Pattie works as a corporate lawyer at Hannigan, Fisher, and Schultz, a firm known for its work in intellectual property and securities law. Prior to her job, she served as a corporate attorney for a large Fortune 500 company located in San Jose, California. She is the mother of two young boys, 7 and 4 years old. Her husband works a full-time job as a financial manager for a prestigious financial services company. Even though Pattie and her husband lead busy professional lives, they always make sure that their two children come first. Jack, the younger of the two, was diagnosed with severe epilepsy 2 years ago, and the family wants to ensure that Jack receives the best care and attention.
In the past 7 years that Pattie has been with the firm, she has done everything she can to be promoted to partner. She has developed a large network of professional relationships. She has worked hard to demonstrate her leadership and management potential to her supervisors, and has led multi-million-dollar team projects. She has brought in new business and meets all her billable hours. She does all this while attending to her family’s special needs.
This year, only two associates were promoted to partner; both were men, both with the firm for less than 5 years. When she learned of this, she spoke with Robert, a senior partner and close colleague of hers: “Robert, what’s going on here? I’ve been here for six years, done everything according to the book, and yet I get passed up? I thought you said you were going to go to bat for me this year?”
“I did.” Robert hesitates and says, “You know, it’s hard to convince a bunch of old guys that you’re committed to your job.”
“Commitment? What are you talking about? You, of all people, know how hard I work,” Pattie replies. “Wait a minute. Is this about me working from home to take care of Jack this year?”
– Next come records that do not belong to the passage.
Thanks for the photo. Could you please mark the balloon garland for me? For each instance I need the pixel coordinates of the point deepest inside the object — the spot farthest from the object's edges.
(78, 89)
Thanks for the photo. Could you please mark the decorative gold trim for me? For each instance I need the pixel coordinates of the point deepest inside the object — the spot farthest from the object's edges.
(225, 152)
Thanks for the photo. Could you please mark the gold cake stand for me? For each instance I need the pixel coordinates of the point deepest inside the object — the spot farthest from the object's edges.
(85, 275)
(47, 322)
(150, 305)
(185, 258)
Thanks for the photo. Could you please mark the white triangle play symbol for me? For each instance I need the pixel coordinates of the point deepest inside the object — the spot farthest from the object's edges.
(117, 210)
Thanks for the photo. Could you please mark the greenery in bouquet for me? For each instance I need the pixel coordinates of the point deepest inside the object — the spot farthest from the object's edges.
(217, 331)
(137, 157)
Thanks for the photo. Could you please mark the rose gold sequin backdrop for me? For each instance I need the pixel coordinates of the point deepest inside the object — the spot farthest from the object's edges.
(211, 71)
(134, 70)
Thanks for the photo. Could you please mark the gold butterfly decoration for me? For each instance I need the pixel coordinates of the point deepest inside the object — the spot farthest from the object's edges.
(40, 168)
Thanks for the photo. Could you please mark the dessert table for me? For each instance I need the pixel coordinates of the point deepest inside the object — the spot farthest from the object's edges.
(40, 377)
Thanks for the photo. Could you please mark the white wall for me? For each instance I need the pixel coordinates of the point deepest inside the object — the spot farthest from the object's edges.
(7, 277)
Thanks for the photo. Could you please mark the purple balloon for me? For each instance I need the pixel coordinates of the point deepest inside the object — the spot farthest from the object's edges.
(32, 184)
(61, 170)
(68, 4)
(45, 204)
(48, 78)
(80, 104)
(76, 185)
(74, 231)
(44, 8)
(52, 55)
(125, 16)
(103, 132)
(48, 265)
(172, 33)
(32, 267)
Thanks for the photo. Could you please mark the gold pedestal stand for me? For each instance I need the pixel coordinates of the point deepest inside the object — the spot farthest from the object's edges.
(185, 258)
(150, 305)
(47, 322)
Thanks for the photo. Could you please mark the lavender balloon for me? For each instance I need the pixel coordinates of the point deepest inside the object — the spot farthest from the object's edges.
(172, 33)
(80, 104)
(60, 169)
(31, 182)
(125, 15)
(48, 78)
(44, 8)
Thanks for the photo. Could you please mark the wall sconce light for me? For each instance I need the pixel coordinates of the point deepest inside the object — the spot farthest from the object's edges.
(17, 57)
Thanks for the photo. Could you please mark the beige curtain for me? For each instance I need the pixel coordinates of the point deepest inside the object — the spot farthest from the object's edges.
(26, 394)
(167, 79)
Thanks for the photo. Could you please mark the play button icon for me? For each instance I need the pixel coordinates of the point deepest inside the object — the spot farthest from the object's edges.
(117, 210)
“Listen, it’s a tough world out here. They just want to know you’re going to be there for them; you know, keep bringing in the money. That’s how it is around here. It’s a ‘do as we say or there’s the door’ attitude around here. I’m sorry Pattie, but I’ll do what I can to support you—just hang in there.”
Using your knowledge about cultural intelligence principles, analyze what you believe is happening in this firm, and then identify three suggestions you have for the leadership of this organization.
Pattie works in a male-dominated law firm that seems to be entrenched in beliefs and values about women’s work and the work of attorneys. Although she has an ally in Robert, she still feels alone and discriminated against. In a situation such as this, Robert and Pattie would need to bring to the attention of their managers the subtle and insidious ways in which gender inequality occurs in the firm. This is a huge challenge, especially when partners in the firm do not see the problem or they view the problem as something different than gender equality.
Here is a situation in which Pattie must evaluate her beliefs and values and whether they align with the culture of the law firm. She needs to determine whether it is worth it for her to stay at the law firm or to bring more attention to the issue. Since she has Robert as an ally, and since he is a senior partner in the firm, he can be the support and advocate she needs to bring attention to the issue. Additionally, because of his position, he has the power to bring awareness of gender inequality issues to his managers and colleagues.